Delaware has joined Colorado's interstate consortium of state-run retirement savings programs, the Colorado treasurer's office announced in a news release Dec. 11.
The move will help Delaware get its program off the ground faster than it otherwise would on its own and reduce program costs, said Ted Griffith, director of the Delaware EARNS retirement savings program, in an email.
"We accelerate our time to launch, and we achieve economies of scale near-term and short-term," Griffith said. "These economies of scale not only save money for Delaware taxpayers, but they will also allow future participants in Delaware EARNS to keep more of their investment returns through reduced administrative costs."
Delaware is the second state to join Colorado's consortium, dubbed a "partnership for a dignified retirement," following Maine, which joined in August.
The Delaware EARNS program will require employers with five or more employees to make the program available to their workers if they don't offer a workplace retirement savings program themselves.

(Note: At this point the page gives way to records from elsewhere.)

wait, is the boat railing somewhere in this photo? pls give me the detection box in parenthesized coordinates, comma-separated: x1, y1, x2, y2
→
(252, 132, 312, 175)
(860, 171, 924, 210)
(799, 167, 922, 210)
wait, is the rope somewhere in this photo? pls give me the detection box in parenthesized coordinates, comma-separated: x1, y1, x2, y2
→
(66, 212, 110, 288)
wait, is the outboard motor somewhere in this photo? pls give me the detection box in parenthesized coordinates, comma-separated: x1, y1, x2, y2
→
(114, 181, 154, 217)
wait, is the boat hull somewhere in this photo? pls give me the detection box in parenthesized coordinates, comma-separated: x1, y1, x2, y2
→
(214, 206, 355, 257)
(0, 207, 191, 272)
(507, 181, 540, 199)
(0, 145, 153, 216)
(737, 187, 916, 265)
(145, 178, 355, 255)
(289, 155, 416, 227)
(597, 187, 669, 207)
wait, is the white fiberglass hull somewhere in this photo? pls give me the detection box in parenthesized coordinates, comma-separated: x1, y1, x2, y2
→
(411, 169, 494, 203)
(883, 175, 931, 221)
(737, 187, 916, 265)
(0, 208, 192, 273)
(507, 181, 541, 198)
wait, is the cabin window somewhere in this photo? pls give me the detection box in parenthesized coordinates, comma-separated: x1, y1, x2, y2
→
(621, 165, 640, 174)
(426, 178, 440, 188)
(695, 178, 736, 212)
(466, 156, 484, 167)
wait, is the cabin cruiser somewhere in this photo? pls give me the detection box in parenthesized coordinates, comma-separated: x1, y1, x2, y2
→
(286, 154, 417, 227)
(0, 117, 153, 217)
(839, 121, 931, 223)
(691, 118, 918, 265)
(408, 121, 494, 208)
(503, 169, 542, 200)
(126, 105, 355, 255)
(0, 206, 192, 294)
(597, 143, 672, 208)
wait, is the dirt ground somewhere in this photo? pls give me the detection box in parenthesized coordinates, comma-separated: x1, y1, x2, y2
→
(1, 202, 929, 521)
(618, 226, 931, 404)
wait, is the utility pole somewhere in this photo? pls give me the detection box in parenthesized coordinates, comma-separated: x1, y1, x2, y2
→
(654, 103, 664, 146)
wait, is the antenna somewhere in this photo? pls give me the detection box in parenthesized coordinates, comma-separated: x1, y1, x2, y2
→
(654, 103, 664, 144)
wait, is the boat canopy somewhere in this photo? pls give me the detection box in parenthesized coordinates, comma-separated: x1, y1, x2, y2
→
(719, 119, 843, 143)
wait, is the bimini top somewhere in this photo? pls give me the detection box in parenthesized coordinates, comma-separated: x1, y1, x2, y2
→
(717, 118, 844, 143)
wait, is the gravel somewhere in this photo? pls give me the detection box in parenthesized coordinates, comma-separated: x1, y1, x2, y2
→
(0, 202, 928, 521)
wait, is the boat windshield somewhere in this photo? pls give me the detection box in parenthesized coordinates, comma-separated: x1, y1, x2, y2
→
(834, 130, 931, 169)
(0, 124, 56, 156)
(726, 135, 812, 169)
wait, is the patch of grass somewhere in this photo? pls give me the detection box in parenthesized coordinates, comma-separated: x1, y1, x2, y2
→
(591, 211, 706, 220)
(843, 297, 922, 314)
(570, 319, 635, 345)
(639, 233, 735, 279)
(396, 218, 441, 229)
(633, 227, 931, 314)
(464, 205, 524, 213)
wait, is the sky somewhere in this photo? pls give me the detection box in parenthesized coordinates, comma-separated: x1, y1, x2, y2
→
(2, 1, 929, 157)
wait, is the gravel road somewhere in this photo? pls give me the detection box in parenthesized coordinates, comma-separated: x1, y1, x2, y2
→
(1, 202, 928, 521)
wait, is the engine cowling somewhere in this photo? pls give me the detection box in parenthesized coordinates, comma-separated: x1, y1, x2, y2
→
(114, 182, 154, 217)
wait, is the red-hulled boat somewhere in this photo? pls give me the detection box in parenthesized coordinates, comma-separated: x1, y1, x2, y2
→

Similar to the state-facilitated programs in Maine and Colorado, it is structured as an auto IRA, meaning workers are automatically enrolled in a payroll-deduction individual retirement account.
Delaware estimates that nearly 150,000 workers in the state — many of them low- and middle-income workers — currently lack access to a workplace retirement savings plan, Griffith said.
Delaware's program is required to be in operation by Jan. 1, 2025, but now that it is part of Colorado's interstate consortium, program officials are hopeful that the program will launch much sooner.
"We are more optimistic than ever that we will meet or exceed that deadline by launching the program in mid- to late 2024," Griffith said.
Since its launch in January, the Colorado SecureSavings program has accumulated $28 million in assets, enrolled more than 13,000 employers and added 125,000 savers, a spokeswoman for the program said. Maine's MERIT retirement savings program is expected to launch broadly in early 2024.
Vestwell, in partnership with Bank of New York Mellon, serves as the program administrator for the consortium, providing record-keeping, custodial and administrative services to employers and employees in participating partner states.